VMware SD-WAN Bandwidth Measurement Modes, Best Practices, and Limitations.
search cancel

VMware SD-WAN Bandwidth Measurement Modes, Best Practices, and Limitations.

book

Article ID: 326451

calendar_today

Updated On:

Products

VMware SD-WAN by VeloCloud

Issue/Introduction

This Article covers how bandwidth measurement is performed on a WAN link using the VMware SD-WAN service.  This is followed with guidance on configuration and restrictions of the same. 


Environment

VMware SD-WAN by VeloCloud

Resolution

Once a WAN link is detected by the VMware SD-WAN Edge, it first establishes DMPO (Dynamic Multi-Path Optimization) tunnels with one or more VMware SD-WAN Gateways and performs a bandwidth test with the Primary Gateway. The bandwidth test is performed by sending a stream of bidirectional UDP traffic and measuring the received rate at each end.

In addition, if the Edge is deployed as a Spoke in a Hub/Spoke topology, the Edge will also establish tunnels with the Hub Edge and perform a bandwidth test if configured to do so.

There are three modes of Bandwidth measurement are available in VMware SD-WAN.

Slow Start Mode

In Slow Start mode, the Edge sends a smaller burst of UDP traffic followed by a larger burst of UDP traffic to the VMware SD-WAN Gateway.
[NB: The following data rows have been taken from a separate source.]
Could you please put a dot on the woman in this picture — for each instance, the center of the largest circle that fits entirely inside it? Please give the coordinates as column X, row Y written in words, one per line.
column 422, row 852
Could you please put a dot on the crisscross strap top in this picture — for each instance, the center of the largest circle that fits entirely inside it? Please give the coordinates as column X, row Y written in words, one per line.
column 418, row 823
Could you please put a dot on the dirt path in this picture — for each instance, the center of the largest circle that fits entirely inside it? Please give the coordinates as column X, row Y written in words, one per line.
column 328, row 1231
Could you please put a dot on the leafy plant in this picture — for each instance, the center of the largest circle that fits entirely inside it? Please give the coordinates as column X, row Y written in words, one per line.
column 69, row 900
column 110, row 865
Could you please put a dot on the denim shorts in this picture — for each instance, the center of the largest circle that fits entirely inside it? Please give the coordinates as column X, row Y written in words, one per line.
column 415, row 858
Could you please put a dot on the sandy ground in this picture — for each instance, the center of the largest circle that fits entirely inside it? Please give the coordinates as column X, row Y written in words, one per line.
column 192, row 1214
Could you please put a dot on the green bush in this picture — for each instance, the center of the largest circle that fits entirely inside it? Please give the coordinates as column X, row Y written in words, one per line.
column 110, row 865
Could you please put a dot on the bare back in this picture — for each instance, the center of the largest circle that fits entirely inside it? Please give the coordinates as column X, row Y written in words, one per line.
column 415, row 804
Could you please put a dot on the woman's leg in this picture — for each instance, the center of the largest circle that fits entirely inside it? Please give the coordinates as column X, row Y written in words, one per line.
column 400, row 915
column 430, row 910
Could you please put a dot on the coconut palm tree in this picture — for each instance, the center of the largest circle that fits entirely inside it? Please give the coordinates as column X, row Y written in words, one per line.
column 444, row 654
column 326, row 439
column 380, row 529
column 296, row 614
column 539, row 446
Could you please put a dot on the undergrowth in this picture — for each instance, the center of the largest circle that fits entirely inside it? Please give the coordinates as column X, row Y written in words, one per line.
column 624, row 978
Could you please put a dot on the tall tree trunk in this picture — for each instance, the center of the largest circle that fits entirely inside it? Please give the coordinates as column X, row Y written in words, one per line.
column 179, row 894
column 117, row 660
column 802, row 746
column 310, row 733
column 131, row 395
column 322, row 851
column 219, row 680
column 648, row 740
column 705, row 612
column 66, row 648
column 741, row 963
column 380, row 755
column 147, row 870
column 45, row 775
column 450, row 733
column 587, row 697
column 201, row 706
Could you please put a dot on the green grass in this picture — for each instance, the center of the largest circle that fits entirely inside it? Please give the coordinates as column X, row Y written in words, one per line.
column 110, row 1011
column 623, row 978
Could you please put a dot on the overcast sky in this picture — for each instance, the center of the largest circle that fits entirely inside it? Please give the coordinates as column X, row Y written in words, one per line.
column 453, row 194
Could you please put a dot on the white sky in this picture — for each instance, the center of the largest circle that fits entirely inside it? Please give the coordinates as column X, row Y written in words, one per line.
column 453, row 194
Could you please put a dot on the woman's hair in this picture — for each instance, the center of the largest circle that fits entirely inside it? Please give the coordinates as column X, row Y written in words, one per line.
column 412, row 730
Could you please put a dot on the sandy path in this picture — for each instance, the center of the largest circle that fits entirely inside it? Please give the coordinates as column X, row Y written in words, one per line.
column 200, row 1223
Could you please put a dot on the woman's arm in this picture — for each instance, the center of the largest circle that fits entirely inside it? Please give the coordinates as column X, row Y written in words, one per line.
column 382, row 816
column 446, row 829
Based on the number of packets received by the Gateway, the Gateway calculates the WAN link's speed. In Slow Start mode, the Edge sends this traffic for a fixed duration of 5 seconds. In the first 3 seconds, the Edge sends the UDP traffic at a rate of 5000 packets per second, and for the remaining 2 seconds it sends the traffic at 20000 packets per second. The packet size of this UDP traffic matches the MTU size for that WAN link.

Slow start mode is configured by default for wired links. The Edge sends a steady stream of packets for a short period of time (in case the ISP is throttling the beginning of a session) and then ramps up to a 200 Mbps stream and measures how much is received.
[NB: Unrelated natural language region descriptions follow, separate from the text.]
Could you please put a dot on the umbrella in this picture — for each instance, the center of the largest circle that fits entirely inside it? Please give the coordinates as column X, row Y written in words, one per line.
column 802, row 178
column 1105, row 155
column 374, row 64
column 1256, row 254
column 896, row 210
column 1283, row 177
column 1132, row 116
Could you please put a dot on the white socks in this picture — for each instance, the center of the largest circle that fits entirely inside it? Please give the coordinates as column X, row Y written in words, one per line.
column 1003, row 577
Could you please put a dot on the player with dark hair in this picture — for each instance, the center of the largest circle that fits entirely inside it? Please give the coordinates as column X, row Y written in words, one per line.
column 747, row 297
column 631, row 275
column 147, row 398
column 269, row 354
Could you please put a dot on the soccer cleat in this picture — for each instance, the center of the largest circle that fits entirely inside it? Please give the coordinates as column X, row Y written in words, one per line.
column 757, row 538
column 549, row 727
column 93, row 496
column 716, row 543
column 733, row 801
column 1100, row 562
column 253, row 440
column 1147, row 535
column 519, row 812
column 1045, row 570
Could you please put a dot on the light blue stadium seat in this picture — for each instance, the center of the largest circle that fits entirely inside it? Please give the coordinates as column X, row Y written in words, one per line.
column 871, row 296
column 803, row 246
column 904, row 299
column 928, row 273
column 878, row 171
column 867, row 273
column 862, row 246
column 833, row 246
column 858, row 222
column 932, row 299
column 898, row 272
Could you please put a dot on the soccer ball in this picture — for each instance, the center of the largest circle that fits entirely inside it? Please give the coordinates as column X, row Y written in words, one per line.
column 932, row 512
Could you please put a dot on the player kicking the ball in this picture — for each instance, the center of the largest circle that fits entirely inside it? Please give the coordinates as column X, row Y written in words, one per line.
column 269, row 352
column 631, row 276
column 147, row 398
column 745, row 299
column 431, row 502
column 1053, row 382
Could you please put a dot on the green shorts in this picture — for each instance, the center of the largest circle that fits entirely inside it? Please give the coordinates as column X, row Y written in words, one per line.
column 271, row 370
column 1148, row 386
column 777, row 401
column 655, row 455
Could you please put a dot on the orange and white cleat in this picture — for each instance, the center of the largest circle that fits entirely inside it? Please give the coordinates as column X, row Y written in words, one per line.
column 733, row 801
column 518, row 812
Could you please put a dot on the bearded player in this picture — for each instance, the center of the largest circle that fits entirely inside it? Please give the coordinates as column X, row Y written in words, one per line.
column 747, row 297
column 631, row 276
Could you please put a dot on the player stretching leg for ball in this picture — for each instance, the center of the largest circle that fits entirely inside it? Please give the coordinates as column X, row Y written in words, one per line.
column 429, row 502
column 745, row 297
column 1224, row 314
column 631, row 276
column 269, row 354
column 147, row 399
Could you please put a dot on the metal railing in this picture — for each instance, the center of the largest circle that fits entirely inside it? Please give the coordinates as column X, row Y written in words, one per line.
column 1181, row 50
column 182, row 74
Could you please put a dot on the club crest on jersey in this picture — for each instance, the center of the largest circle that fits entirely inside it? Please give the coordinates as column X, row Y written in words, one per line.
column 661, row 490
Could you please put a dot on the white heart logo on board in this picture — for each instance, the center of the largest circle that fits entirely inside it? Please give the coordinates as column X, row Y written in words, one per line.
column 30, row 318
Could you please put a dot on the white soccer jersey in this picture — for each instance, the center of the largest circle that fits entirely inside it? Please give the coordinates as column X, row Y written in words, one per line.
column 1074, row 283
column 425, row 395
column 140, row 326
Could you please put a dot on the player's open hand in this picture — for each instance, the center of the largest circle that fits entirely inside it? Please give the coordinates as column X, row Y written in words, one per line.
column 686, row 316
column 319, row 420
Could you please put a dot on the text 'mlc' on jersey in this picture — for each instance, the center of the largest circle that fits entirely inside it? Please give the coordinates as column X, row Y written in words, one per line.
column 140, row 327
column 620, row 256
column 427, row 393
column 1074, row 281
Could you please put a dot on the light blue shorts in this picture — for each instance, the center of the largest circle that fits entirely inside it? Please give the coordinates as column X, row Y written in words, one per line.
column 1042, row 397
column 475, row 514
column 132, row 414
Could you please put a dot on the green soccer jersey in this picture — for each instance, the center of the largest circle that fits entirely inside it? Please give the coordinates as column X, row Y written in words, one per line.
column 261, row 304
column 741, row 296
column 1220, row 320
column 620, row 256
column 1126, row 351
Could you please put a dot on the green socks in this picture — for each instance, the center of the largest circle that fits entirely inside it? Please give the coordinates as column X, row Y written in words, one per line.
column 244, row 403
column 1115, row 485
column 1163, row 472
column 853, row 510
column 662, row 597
Note: Because of the way Slow Start works, the max measurable rate is 200 Mbps in either direction. In Edge software Release 3.3.0+, if the Edge measures 175 Mbps or greater (in upload bandwidth) with Slow Start, the Edge will automatically switch to Burst Mode.
 
The reason we do this is because there are some ISPs who need packet rates to be ramped up slowly before they allow the full packet rate as part of the link SLA.

Burst Mode

In Burst mode, the Edge sends the UDP packets as single burst (A fixed, high number of packets in one burst) to the Gateway. Based on the number of packets received by the Gateway, the Gateway calculates the speed. It will start the round with 416 packets. If the Gateway response mentions that the packets were received in a very short interval, it will restart with 2000 packets. The packet size of this UDP traffic is the link MTU size.

Burst mode is configured by default for wireless links.  The Edge sends a burst of 6.25 MB to the Gateway and measures how much was received and how long it took. Based on the Gateway's response, the Edge will adjust the size to make the burst take 0.5 seconds and then send a second burst. The Edge adjusts again and sends a third burst. Based on how much of the third burst is received and how long it takes, the bandwidth is then set for that link.
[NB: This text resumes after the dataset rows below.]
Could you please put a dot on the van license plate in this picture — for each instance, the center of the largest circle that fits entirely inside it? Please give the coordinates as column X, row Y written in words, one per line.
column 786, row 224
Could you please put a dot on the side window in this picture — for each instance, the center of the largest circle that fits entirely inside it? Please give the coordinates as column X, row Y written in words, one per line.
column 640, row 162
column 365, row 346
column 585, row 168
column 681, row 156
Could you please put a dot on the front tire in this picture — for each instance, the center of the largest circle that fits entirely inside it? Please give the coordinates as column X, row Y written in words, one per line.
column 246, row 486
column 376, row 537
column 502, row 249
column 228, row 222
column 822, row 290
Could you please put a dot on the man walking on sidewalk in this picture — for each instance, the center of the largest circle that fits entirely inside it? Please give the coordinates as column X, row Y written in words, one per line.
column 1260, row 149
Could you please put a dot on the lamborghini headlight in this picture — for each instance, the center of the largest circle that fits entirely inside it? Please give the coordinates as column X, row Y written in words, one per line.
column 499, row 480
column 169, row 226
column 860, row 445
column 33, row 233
Note: Burst Mode is effective at measuring a WAN link up to 900 Mbps in either direction. A WAN link with either an upload or download capacity greater than 900 Mbps should be manually configured using User Defined Mode.

User Defined Mode (Define Manually)

In this mode, the user can configure the WAN link bandwidth manually in the Orchestrator UI. User Defined Mode is recommended for the following uses:

  • For WAN links with greater than 900 Mbps capacity (either upload or download).
  • For WAN links on Edges being used as Hubs. (This applies to hubs or any edge with a high number of tunnels.)
  • On private links like MPLS, it is recommended to configure the link with a user defined value because a private link has to perform a bandwidth measurement test with every other private link in the customer's network.
    • For example in a network with multiple private links where the private peer link bandwidth values are 5 Mbps, 1 Mbps, and 500 Kbps respectively. The private link would do a bandwidth test to each of those private peer links, and may also end up measuring at the lowest peer link value. In a large network with a large number of private links, this would also be undesirable as each bandwidth measurement takes up link resources.
  • If the bandwidth measurement is failing for that WAN link and no value is being registered for that link.
  • Some other user preference such as deliberately limiting how much of the link capacity is used by the Edge.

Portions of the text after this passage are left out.